Lilly's challenge to Australia's drug rationing scheme failsBMJ 2007; 334 doi: https://doi.org/10.1136/bmj.39150.417951.DB (Published 15 March 2007) Cite this as: BMJ 2007;334:552
Eli Lilly Australia has failed to overturn the repeated rejection of its osteoporosis drug teriparatide (Forteo) from being included in the government's drug subsidy scheme. An independent review, requested by the company, dismissed the clinical data in Lilly's submissions as inadequate.
The review was seen as a test case on whether a change, introduced at the insistence of the drug industry through the Australia-US free trade agreement, would make it easier to overturn decisions made by the Pharmaceutical Benefits Advisory Committee. That committee decides which drugs are included in Australia's pharmaceutical benefits scheme, under which patients receive them at a subsidised rate (BMJ 2006;333:1239, doi: 10.1136/bmj.39062.420995.DB and 2003;326:680, doi: 10.1136/bmj.326.7391.680/c).
If Lilly's drug teriparatide had been approved under the scheme, patients would have paid a maximum of $A30.70 per prescription, with the government paying the remainder of the cost. A year's supply of the drug costs about $A10 000 (£4000; €5900; $7800).
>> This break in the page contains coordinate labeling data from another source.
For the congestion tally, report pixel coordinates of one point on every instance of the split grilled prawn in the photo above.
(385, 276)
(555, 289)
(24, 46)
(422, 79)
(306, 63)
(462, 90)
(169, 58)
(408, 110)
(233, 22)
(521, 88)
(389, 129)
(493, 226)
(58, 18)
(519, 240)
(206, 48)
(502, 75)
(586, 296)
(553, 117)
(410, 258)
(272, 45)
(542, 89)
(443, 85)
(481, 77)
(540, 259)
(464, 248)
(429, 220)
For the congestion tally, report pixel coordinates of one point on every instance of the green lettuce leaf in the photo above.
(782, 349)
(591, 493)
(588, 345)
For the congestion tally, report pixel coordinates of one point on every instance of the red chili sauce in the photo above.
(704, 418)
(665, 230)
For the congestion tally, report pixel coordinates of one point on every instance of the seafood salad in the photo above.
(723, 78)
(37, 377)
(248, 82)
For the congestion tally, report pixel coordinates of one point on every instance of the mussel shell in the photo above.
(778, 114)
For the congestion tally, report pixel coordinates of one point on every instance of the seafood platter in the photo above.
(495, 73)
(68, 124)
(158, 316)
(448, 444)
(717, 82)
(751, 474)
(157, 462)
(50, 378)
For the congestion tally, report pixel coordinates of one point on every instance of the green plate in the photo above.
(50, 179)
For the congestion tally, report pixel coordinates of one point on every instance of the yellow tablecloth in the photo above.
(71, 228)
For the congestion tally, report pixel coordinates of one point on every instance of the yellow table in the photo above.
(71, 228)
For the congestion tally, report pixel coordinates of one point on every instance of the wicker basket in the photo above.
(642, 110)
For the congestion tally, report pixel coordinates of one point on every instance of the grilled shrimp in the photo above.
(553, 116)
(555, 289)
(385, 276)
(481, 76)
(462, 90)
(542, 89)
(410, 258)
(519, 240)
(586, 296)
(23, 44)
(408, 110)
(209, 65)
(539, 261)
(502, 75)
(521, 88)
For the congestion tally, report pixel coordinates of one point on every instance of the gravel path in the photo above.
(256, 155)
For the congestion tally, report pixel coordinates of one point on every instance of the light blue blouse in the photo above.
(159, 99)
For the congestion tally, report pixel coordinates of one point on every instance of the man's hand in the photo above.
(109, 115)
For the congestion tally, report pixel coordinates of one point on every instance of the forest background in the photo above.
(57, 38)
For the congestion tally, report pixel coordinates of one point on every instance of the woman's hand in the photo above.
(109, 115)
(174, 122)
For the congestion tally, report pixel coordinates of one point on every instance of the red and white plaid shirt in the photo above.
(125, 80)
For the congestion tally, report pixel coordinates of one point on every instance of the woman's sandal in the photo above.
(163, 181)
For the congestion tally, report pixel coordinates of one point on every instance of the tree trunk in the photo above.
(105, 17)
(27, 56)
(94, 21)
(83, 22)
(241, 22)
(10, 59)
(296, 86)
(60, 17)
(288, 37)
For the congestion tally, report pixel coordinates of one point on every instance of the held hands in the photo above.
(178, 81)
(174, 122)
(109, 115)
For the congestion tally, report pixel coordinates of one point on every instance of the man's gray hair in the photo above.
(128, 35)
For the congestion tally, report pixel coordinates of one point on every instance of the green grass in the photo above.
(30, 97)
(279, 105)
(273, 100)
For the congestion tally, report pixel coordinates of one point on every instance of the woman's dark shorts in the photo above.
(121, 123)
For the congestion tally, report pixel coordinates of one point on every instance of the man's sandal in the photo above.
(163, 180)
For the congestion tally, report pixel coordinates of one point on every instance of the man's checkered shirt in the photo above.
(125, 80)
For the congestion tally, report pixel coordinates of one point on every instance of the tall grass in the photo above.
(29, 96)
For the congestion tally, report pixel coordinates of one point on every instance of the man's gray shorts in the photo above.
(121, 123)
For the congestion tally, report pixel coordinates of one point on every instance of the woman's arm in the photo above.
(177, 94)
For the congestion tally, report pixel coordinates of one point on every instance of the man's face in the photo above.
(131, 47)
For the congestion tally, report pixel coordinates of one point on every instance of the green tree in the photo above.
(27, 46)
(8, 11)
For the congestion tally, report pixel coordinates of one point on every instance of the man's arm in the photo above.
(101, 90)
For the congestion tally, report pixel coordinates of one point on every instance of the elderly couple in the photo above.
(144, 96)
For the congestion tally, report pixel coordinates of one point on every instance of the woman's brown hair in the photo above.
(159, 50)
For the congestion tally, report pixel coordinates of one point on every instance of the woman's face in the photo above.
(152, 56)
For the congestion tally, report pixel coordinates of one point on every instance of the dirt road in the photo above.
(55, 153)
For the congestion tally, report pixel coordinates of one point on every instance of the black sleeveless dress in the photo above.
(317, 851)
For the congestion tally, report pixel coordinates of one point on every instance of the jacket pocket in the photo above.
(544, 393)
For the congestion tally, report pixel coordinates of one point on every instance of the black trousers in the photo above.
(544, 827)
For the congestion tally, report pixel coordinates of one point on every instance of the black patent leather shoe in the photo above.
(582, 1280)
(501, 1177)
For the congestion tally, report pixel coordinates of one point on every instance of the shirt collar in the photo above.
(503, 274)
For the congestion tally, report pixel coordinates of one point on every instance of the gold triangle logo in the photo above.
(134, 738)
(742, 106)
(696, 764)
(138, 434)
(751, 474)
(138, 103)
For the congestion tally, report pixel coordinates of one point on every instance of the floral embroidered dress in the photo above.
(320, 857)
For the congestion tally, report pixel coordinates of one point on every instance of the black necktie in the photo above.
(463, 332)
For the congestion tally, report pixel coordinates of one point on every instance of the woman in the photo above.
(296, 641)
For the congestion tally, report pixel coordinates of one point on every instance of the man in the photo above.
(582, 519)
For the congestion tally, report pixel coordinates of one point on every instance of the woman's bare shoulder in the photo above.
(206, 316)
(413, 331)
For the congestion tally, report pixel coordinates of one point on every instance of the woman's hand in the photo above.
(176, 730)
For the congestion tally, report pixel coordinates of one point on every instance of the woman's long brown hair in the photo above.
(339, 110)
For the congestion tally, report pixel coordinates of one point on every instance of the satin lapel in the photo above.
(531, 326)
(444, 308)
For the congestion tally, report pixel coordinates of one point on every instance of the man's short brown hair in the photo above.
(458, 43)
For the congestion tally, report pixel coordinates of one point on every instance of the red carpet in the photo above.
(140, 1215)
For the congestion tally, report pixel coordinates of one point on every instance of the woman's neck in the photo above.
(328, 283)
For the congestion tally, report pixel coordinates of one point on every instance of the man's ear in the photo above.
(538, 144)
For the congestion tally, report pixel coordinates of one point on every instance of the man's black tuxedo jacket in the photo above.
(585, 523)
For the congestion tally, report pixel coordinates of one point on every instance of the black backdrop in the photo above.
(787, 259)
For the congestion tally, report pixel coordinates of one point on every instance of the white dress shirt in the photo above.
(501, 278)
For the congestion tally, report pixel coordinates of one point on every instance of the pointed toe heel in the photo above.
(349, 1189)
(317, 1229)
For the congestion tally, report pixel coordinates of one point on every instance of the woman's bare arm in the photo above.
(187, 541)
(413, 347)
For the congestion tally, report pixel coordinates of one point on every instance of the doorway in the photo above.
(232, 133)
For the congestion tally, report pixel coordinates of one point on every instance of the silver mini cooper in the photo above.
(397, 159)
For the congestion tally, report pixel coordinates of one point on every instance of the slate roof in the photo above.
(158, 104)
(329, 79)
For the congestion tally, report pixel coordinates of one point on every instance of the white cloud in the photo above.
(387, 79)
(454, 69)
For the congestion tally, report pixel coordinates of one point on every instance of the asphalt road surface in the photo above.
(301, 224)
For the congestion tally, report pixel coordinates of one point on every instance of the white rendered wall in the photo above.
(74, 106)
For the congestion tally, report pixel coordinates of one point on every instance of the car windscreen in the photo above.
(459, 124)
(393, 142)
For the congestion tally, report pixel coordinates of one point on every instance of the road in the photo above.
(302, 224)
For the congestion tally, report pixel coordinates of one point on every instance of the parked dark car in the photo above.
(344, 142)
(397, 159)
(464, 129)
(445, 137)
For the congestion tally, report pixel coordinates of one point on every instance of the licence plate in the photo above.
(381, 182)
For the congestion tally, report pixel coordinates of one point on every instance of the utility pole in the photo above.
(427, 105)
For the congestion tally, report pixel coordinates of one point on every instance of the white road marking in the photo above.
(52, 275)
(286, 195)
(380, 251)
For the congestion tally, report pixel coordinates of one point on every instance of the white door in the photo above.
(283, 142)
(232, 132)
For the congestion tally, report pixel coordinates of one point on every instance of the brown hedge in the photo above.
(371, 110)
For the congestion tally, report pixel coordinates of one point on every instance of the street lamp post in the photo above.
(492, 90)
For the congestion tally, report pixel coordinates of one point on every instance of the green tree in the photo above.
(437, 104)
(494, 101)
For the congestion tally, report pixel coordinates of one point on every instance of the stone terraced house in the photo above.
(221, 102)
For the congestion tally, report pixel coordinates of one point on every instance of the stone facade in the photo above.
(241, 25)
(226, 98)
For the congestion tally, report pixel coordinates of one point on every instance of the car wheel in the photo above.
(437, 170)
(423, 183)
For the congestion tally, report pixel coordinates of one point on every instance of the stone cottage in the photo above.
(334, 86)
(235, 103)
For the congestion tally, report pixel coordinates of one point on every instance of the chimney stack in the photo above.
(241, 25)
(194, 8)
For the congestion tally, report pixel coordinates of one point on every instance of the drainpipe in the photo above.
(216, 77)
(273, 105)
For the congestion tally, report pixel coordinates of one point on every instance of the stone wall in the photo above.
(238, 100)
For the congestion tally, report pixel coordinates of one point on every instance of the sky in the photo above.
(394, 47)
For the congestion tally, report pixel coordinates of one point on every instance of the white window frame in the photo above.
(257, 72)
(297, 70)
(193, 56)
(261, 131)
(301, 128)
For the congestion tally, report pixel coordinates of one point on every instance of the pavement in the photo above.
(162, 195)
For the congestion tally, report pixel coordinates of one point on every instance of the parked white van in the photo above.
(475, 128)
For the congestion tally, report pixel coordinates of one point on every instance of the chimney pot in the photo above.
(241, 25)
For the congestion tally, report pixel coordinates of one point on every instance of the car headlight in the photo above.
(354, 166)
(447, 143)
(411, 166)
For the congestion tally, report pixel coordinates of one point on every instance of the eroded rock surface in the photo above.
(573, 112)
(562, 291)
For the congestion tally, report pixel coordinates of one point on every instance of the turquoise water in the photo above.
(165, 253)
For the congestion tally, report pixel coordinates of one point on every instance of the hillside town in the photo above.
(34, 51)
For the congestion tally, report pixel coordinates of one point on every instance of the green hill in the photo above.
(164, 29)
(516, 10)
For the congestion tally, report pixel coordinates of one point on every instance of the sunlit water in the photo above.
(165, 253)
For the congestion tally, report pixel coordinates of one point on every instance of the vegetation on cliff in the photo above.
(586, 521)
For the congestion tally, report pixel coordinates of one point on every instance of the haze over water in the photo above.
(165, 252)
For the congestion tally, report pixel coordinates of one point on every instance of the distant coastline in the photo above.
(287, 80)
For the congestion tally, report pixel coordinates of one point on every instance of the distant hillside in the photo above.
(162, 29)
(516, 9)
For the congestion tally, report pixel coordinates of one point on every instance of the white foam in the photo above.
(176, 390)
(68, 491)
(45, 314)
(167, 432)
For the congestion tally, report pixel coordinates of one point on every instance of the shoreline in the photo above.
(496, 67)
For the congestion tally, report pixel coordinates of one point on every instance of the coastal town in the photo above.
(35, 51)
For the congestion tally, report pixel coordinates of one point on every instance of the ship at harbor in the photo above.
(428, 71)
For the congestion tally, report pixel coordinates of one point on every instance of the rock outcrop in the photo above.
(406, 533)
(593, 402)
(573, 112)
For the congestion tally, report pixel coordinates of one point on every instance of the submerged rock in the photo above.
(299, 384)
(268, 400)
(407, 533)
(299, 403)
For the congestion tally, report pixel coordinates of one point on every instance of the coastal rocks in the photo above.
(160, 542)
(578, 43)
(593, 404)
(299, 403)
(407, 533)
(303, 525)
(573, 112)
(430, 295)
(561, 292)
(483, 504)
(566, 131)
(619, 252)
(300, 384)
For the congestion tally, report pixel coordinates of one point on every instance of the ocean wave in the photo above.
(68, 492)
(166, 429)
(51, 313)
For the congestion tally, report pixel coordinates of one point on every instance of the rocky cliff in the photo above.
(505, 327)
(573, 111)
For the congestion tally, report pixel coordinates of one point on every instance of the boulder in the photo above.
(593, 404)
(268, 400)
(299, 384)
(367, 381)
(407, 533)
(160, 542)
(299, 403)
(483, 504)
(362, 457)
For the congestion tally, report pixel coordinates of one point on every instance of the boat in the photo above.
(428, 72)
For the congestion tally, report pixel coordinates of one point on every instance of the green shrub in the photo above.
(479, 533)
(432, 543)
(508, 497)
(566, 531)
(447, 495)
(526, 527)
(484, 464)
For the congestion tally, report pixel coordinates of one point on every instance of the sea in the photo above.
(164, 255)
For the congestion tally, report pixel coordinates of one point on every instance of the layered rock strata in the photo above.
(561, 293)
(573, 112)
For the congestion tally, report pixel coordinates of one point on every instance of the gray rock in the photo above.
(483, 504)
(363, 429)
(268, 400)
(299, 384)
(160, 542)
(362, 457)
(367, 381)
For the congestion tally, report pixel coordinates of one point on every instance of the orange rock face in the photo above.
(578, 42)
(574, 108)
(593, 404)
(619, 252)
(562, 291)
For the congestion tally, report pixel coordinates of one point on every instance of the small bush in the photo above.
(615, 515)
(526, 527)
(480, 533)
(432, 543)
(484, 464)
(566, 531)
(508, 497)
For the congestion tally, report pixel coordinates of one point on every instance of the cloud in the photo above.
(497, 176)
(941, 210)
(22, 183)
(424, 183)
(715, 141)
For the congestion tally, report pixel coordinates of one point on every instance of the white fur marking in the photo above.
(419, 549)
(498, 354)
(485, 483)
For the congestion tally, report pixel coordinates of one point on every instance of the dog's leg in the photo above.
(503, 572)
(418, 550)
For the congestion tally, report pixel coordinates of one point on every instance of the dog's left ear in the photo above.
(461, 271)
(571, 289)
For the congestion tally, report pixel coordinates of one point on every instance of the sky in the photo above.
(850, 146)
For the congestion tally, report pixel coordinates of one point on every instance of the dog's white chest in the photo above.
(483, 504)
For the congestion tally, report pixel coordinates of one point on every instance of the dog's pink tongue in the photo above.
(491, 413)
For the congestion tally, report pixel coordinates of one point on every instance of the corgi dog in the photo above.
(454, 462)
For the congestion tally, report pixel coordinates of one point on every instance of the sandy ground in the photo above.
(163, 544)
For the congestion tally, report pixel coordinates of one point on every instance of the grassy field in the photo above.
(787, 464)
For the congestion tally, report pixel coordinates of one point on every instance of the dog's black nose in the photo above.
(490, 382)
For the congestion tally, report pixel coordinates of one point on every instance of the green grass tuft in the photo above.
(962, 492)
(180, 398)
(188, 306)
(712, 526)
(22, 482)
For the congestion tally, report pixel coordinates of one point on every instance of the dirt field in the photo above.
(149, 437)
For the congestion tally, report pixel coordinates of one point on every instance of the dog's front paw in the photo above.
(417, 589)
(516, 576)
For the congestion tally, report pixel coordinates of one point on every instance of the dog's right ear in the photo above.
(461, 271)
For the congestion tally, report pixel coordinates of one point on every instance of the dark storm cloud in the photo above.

In June 2003 and March 2004 the committee rejected the company's applications for the approval of teriparatide as a second line treatment after the failure of antiresorptive therapy. In July 2005 Lilly's request that the drug be approved for treating severe forms of vertebral fractures was also rejected, as was Lilly's later request that it be approved for treating severe fractures after the failure of six months of antiresorptive therapy.
Lilly claimed that on three key points the committee's assessment was unjustified. However, the independent review, which was finalised in December but just publicly released, disagreed with the company on all three points.
In particular, the review pointed out that the lack of a head to head randomised controlled study resulted in a lack of data to support Lilly's claim that the drug was superior to a comparator. The reviewer found that while the committee should provide the company with more precise guidelines for measuring health outcomes, adopting these would not overcome the limits of the clinical data.
The reviewer concluded: “There is insufficient rigor in the clinical trial data analysis to recommend acceptance of the material presented in the submissions.” On the basis of the review, the committee once more rejected the company's application.
In a statement, the company accepted the review process and that its “data is limited” but said that such reviews “will not always” be appropriate for assessing the merits of drugs.
Thomas Faunce, lecturer at the Australian National University law faculty, who is researching trade agreements, welcomed the outcome of the review.
“On all three counts, the review vindicated the PBAC's [Pharmaceutical Benefits Advisory Committee's] decisions and upheld their criticisms of the company's clinical data. The transparency provisions introduced under the trade agreement, which require making the reasons for rejecting or approving a drug public, at least allow us to see what is going on,” he said. But, he cautioned, “The scheme is still vulnerable to the government undermining reference pricing.”